Fundo novo de lata velha

Mais um ano sem chover; mais uma seca assolava o Nordeste. O 19 de março, dia de São José, já ia longe e nenhuma gota d’água tinha caído no agreste.

Na pequena cidade do interior, enquanto os homens saíam em busca de trabalho e de alimentos, as mulheres passaram a ter a tarefa adicional de buscar água no Rio Das Mortes onde ainda corria um filete do precioso e indispensável líquido. Dali coletava-se uma água esverdeada e salobre utilizada para beber, cozinhar, lavar e assear os moradores das redondezas.

Trazendo as pesadas latas em cangas apoiadas nos ombros, as pobres senhoras paravam por diversas vezes durante o caminho para descansar; aqueles recipientes em contato com o solo e com a maresia vinda do longínquo oceano, enferrujavam com muita facilidade.

Pedro Corisco, artesão inteligente, deu tratos à bola e passou a fabricar uns invólucros de madeira para proteger as vasilhas dos impactos e da ação da natureza. Às latas, que já carregavam pau na boca, Pedro Corisco acrescentava madeira no fundo. O invento fez verdadeiro sucesso; quase todo mundo na cidade passou a comprar as proteções fabricadas por seu Pedro.

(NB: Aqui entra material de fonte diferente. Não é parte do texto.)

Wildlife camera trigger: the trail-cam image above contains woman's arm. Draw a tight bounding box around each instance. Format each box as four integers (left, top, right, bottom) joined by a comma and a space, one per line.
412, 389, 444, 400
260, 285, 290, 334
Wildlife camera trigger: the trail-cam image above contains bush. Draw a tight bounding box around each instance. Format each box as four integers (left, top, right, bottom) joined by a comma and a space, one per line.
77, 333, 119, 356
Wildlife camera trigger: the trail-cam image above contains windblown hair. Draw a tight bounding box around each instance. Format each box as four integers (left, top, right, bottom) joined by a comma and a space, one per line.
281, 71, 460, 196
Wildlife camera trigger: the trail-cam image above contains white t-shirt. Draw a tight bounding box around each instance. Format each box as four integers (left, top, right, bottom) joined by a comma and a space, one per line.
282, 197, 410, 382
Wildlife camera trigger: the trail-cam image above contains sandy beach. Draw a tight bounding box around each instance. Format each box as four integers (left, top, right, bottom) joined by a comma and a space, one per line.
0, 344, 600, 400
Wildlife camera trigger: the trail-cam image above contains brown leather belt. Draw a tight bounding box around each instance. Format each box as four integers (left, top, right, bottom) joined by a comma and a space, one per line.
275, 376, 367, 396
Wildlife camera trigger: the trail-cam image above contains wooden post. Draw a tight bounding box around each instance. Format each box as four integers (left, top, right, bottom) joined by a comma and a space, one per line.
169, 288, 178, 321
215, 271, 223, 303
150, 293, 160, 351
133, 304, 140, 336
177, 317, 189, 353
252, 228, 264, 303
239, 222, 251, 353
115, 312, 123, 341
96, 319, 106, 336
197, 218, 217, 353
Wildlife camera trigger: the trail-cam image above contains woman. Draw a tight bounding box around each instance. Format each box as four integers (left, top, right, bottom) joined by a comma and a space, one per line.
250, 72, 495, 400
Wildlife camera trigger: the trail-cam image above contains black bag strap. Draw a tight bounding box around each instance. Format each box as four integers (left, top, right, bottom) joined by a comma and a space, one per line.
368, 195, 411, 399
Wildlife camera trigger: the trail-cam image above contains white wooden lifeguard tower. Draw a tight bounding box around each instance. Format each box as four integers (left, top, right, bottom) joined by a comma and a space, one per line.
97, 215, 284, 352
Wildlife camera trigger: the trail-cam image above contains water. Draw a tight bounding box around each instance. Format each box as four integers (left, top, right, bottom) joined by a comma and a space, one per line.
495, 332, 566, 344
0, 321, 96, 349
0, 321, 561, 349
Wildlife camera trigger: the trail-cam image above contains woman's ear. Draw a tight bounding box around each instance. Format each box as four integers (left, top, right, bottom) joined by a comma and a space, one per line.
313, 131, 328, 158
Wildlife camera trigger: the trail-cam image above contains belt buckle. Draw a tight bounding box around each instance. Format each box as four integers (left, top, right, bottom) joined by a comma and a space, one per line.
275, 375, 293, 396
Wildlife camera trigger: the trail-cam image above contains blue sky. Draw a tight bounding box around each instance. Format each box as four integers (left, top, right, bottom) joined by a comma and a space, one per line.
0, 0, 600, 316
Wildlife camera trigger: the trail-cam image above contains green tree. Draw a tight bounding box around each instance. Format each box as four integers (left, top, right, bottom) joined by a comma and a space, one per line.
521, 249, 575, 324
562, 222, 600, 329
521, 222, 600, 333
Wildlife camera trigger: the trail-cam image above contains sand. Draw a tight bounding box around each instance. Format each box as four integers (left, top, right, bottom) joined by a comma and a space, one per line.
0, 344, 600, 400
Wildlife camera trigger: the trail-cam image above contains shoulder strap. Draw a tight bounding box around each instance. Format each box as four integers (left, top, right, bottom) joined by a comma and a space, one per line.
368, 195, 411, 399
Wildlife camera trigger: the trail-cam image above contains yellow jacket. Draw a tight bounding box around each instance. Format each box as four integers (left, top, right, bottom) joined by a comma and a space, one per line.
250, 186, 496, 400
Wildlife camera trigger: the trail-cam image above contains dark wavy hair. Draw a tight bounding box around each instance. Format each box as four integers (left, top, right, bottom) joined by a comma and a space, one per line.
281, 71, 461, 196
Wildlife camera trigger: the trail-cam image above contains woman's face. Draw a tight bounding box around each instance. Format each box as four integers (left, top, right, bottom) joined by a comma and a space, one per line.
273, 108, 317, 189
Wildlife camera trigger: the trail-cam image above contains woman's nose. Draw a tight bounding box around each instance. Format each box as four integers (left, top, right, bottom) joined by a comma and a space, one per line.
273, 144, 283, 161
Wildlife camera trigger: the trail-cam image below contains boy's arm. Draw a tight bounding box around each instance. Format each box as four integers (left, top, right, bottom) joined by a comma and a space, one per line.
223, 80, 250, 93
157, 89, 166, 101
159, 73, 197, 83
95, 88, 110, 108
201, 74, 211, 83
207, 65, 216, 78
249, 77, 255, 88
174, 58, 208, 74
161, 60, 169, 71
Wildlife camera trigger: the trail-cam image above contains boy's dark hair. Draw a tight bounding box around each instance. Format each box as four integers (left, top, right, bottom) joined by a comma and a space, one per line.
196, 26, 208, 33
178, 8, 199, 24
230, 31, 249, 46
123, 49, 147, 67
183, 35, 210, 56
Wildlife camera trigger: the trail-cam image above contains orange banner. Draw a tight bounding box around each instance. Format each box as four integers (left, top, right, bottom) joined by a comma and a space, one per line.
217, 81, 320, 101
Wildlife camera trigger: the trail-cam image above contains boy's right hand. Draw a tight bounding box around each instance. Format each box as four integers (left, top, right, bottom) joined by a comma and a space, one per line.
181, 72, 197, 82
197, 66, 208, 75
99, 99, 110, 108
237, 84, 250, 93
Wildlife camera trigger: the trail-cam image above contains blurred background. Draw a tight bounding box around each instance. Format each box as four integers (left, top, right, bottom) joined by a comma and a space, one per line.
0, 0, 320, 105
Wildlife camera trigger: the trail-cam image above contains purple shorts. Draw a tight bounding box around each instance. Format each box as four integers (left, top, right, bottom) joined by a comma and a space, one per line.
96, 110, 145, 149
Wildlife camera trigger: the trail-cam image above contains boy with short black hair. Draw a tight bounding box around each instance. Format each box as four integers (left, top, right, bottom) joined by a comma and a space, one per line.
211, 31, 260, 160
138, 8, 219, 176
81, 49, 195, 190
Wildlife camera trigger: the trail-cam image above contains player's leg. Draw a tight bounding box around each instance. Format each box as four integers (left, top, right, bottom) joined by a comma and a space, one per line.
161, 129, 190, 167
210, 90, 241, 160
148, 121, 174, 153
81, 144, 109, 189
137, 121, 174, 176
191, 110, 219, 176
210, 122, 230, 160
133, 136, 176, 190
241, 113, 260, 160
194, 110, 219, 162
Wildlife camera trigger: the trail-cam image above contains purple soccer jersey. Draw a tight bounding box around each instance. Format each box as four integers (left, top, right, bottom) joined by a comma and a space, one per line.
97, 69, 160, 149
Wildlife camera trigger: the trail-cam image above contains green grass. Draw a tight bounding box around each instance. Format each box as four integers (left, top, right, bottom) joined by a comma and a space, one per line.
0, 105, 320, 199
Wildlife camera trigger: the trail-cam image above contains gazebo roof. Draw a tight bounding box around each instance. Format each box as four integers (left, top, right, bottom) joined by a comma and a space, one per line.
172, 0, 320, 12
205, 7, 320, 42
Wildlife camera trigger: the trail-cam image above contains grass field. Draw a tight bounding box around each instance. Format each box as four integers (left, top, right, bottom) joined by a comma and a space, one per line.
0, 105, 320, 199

Certo dia, Jerusa, mulher bonita e voluptuosa, ao ver as latas protegidas de sua comadre Joana, assuntou e, com a informação, dirigiu-se à casa de Pedro Corisco para apreçar o serviço; lá chegando, entrou faceiramente na oficina do artesão, onde deu-se o diálogo:

- Seu Pedro, vi umas latas com proteção de madeira na casa de comadre Joaninha. Por sinal um serviço muito bem feito... De primeira... Ela me disse que foi o senhor quem fez...

- Foi minha filha; já botei fundo de madeira em mais de oitocentas latas. Com aquela proteção, elas duram muito mais tempo... Já vêi gente até de Juazeiro encomendar meu serviço... - Respondeu o artesão, sem deixar de apreciar o belo colo, as curvas bem feitas, o recôncavo baiano entre as coxas e a bunda arredondada da cliente em potencial.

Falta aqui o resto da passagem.